Driving south to Phuket

After leaving the Bangkok maelstrom we started to move south onto relatively calmer highways.  I say calmer, but to me I still felt out of my depth.  I had a natural urge to defend what I thought was my vehicular space and to make it difficult for the mad drivers who tried to undertake and cut in front, or overtake when an overloaded lorry was hurtling towards us at a closing speed of a 100 miles an hour.  It is of course my imported, and ill founded road sense that is the problem.  I gradually realised that by acting differently I was the issue; therefore if I behaved like other drivers, that is behave badly, I will blend in, not be a problem and hence forth enjoy the experience instead of trying to fight it.
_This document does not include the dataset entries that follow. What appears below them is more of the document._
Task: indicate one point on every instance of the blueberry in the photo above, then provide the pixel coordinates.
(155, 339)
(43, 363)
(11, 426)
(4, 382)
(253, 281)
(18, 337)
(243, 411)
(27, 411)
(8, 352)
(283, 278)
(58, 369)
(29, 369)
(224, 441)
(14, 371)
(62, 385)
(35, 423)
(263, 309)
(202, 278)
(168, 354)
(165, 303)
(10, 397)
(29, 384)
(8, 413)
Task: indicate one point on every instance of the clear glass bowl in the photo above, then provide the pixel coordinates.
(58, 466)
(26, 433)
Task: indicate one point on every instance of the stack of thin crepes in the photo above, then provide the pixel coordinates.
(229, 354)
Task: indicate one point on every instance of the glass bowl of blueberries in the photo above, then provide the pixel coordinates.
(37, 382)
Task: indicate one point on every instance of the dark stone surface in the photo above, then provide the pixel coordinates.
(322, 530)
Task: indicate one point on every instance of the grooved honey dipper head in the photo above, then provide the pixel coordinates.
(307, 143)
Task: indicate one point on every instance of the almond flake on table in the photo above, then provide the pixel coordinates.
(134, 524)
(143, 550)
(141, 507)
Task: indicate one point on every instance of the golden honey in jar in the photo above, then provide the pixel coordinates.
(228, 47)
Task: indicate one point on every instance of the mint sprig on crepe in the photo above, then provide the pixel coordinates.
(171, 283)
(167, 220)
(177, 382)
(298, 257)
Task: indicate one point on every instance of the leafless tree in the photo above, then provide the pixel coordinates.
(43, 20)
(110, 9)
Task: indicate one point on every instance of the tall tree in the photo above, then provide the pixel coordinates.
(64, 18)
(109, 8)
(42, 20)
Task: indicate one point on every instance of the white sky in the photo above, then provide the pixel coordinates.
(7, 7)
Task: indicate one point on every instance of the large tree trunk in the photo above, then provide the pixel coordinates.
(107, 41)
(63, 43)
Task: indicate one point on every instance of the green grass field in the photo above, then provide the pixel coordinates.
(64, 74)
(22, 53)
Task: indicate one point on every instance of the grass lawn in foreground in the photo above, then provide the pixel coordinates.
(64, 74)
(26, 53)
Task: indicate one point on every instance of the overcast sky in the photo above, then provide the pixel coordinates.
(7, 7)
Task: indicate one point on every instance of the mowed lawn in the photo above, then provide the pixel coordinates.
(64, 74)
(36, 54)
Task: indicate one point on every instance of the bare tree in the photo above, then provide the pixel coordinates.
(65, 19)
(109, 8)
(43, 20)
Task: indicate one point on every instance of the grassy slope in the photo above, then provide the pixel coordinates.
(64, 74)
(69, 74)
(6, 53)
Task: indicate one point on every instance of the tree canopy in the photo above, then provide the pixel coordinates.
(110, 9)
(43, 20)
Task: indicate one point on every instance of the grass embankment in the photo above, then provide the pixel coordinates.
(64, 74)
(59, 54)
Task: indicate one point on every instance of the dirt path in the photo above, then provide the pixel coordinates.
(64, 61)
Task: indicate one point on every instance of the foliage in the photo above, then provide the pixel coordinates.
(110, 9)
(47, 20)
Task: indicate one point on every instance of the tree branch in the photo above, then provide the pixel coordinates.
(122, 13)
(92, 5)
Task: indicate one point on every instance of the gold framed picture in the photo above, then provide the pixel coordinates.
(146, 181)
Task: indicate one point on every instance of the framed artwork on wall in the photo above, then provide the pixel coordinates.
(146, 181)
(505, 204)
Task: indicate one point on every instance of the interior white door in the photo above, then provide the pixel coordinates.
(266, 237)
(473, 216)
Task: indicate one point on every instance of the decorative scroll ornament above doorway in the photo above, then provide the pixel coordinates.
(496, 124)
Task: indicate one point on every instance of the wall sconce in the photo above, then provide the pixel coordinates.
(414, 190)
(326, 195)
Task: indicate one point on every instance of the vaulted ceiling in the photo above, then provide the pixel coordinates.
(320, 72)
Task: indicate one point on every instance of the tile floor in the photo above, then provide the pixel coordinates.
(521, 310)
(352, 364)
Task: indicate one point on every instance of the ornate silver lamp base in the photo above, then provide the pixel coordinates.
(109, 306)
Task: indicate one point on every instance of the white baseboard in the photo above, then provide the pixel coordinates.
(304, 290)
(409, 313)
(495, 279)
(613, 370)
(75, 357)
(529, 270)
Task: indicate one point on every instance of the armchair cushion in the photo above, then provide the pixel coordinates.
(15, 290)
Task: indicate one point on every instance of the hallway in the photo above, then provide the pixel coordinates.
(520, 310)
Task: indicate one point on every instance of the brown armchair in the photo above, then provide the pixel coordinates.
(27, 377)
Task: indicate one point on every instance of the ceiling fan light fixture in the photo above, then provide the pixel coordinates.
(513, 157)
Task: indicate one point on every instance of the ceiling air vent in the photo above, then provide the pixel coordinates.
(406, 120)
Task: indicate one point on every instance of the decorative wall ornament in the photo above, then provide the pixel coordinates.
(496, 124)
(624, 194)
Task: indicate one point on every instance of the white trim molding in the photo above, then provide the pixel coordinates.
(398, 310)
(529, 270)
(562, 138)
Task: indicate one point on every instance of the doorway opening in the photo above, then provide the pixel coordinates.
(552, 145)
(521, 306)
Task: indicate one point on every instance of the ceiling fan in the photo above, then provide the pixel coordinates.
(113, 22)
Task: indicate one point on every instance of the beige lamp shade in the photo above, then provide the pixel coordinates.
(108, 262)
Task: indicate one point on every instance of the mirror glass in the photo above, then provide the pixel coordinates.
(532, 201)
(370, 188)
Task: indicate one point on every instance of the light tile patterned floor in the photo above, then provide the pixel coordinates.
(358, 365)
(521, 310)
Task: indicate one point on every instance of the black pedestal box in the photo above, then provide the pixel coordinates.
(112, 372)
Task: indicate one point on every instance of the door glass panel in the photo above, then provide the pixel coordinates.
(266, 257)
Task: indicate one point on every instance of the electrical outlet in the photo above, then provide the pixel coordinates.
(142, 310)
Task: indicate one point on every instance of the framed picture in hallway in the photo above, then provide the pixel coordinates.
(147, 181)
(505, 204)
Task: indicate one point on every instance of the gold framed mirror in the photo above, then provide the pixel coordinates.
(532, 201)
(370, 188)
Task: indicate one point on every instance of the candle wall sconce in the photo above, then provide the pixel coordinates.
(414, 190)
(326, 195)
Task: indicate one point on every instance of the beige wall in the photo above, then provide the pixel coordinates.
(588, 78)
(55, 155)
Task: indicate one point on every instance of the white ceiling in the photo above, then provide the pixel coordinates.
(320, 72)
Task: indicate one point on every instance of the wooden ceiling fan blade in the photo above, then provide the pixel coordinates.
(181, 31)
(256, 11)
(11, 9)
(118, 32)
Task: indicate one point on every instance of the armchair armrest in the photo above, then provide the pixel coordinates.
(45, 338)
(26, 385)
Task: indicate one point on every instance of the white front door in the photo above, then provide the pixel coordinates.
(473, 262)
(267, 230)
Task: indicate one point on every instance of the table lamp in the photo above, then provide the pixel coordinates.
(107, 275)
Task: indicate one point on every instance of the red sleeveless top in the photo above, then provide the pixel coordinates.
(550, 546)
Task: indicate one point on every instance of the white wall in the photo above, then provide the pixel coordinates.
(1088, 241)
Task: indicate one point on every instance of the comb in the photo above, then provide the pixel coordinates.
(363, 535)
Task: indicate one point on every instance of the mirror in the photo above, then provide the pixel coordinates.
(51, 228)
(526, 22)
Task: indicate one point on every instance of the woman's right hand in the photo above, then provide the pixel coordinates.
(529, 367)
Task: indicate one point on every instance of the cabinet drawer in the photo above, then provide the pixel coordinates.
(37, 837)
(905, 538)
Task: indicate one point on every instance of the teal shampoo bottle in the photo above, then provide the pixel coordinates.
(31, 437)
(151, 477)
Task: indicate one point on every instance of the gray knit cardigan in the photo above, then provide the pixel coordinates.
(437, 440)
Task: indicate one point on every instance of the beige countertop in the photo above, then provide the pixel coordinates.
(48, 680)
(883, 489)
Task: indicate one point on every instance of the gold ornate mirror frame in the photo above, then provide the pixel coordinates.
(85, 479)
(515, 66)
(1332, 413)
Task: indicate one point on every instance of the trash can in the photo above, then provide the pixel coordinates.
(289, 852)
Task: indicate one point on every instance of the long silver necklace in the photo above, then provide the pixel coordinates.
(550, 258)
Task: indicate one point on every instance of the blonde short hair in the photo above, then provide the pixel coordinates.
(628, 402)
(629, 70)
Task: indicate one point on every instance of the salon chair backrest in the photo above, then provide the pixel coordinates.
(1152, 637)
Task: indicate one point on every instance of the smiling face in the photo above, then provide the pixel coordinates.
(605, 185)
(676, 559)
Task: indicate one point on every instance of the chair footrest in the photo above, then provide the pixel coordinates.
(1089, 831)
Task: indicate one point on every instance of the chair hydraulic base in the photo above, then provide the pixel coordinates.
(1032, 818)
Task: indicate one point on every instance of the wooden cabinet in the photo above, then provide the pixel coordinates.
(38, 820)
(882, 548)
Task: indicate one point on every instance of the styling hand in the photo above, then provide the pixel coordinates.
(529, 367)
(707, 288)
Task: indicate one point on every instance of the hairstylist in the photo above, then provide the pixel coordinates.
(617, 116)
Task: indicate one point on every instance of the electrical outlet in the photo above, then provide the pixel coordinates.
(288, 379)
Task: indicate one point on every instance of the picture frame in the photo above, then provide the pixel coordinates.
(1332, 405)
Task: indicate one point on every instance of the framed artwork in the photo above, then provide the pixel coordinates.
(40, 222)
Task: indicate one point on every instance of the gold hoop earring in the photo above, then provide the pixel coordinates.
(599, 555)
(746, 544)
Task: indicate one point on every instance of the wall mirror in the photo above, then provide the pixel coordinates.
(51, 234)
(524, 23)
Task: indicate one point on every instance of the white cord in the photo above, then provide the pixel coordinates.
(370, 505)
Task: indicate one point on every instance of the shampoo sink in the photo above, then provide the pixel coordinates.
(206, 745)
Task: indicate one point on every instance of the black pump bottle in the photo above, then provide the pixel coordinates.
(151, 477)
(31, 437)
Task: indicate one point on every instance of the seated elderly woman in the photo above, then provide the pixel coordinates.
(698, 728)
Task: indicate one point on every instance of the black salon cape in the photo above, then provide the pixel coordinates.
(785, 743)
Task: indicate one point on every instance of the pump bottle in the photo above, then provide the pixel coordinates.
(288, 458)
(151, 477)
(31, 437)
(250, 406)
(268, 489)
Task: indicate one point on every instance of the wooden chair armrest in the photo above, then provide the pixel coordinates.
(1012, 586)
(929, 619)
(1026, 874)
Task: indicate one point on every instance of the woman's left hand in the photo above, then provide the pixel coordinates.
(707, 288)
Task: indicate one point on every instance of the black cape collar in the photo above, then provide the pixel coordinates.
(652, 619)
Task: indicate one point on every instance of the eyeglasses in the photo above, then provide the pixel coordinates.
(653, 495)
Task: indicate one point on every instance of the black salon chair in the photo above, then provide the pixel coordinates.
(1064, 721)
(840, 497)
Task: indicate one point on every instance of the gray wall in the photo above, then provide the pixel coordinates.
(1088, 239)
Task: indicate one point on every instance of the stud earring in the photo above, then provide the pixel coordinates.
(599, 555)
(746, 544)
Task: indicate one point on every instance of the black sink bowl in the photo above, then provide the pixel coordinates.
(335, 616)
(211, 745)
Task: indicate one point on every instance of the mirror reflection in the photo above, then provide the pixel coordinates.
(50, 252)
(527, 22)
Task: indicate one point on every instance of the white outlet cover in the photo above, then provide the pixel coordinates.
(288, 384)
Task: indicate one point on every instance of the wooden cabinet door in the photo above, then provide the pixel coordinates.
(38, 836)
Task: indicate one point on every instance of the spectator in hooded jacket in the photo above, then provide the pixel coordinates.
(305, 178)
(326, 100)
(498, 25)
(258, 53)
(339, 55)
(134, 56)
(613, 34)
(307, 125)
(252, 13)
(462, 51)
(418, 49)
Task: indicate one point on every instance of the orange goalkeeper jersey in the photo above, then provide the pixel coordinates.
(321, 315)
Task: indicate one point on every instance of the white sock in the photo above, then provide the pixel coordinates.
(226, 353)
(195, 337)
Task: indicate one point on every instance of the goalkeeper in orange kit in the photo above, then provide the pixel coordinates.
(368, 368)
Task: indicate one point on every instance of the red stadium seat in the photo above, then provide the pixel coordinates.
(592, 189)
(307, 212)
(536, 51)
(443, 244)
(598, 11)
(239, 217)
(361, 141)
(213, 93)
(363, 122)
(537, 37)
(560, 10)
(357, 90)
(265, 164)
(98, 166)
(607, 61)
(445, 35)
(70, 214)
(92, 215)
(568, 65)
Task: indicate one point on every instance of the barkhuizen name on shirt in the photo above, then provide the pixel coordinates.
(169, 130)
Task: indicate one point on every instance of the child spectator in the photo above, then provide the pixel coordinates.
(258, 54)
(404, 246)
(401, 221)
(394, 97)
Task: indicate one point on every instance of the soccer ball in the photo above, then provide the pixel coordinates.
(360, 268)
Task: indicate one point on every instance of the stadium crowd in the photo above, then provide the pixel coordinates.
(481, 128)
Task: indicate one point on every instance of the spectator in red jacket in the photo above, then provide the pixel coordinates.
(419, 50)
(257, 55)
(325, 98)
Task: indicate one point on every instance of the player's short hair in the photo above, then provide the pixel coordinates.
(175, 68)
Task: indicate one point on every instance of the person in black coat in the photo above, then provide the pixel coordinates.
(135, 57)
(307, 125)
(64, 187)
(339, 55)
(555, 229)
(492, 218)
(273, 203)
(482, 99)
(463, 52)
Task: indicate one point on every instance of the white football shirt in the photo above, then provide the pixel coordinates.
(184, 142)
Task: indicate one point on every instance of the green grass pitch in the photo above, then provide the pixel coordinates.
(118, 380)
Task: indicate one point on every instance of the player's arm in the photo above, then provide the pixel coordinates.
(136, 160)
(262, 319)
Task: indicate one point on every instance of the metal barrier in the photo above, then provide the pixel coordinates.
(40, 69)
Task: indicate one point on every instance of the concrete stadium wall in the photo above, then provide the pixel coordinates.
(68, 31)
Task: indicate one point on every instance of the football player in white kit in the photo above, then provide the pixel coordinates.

To some extent this strategy works, and it does at least while away the miles.
Our first night's stop was at the holiday resort of Hua Hin.  It is a well liked resort for thousands of Bangkok's citizens who make their holiday homes here or come away for the weekend or day trip.  It lives up to its reputation and is a very pleasing place, with fresh sea air overlooking the Gulf of Thailand - it is a sun rise location.  August is the start of the low season in Thailand due to the monsoon.  This was apparent in relatively few tourists frequenting an over-abundance of bars, restaurants and hotel amenities.
Next day, after an early start, we had a long drive to Ranong.  Following the Route 4 for tens of miles, there is suddenly a choice of route to Phuket at a town called Chumphon; the road divides by going due west to the Andaman coast (sun set country) or continues south towards Surat Thani (sun rise country).  They meet up again at the the Sarasin bridge linking Phuket island to the mainland.  Ranong is officially the wettest town in Thailand with annual rainfall in excess of 650cm, which is 255 inches in old money!  It is a border town with Myanmar (Burma) and is very close to the Andaman Sea.  At this point Thailand is a very narrow strip of land only 27 miles from coast to coast.  This is what my geography teacher described as an 'isthmus'.
Three interesting things about Ranong:
  1. The Japanese landed here on 8 December 1941 (the day before Pearl Harbour) and thus started the Pacific War.
  2. It is a site for a proposed canal linking the Andaman sea with the Gulf of Thailand - but whether this will take place is another story.
  3. The isthmus marks the boundary between two sections of the central cordillera, the mountain chain which runs from Tibet through all of the Malay peninsula. (I just find a link with Tibet from so far south in Thailand is fascinating).
The mountain road from Chumphon was bendy and up and down hill.  Heavy violent showers stopped suddenly with dazzling outbreaks of sunshine.  The road is not fast and in parts is being re-built but it is scenic and made a change from the flat road leading out of Hua Hin.
We found a hotel called the Tinidee, which in Thai means 'a nice place'.  We were offered the last room of the 138 bedrooms.  The rest were occupied by Thai army officers and a university trip. 



Next day we set off on the final leg to Phuket.  The road runs very close to the Andaman coast and was the scene of devastation in the 2004 Tsunami.  Along the way we stopped at a village and wandered down to the beach. With video scenes etched in the memory of the tsunami wave breaking over land, it did not take any imagination to visualise the terror and destruction it must have created. It is almost 10 years since the disaster but the frequent road signs warning of the danger and showing the escape routes are reminders of what happened, and could happen again.

The road to Phuket gradually became busier probably because it isn't all that wide, there are more resorts and villages, and it was the weekend. Add to this that we had been on the road for three days and becoming tired of driving; we were very keen to find a nice hotel and relax for a few days.
Enter Phuket.  There was some excitement as we crossed the Sarasin bridge and passed through the token checkpoint manned by less than enthusiastic policemen.  But excitement soon changed as we drove down the 402.  I thought we had burst into a time bubble and playing in a virtual reality X Box computer game.  The main culprits are the van drivers - hell bent on driving from A to B as if they chasing Lewis Hamilton on a Sunday afternoon in Monza.  I suppose what surprised me most was the high visibility commercialisation (is that a word?)  Given that the road sign-age is very similar to that found in the USA, plus the huge advertising hoardings vying for attention to visit this place and that place, I was, for a moment at least, thinking I was in Las Vegas.
We were trying to get to Surin and missed the turning (American signage to blame? My excuse) and ended up in down town Patong.  The road is steep and very twisty with hairpins not dis-similar to Alp d'Huez (yes really).  It was here I cut my teeth as a driver in Thailand.  It was like a boy becoming a man. With 95% of the traffic straining to take an advantage to go as fast as possible on the wrong side of the line which I would consider safe, I decided you cannot dictate how to drive, you just have to join them.  Khamma thought she was on a roller coaster, I was tired and pushing my luck, but after an exciting (Khamma said scarry) five or ten minutes, we made it and found the road to Surin.
Exhausted, crabby and bad tempered we eventually found a hotel in Surin Bay.
After a shower and settling in we had a lovely meal overlooking the beach, and Phuket's charm began its magic.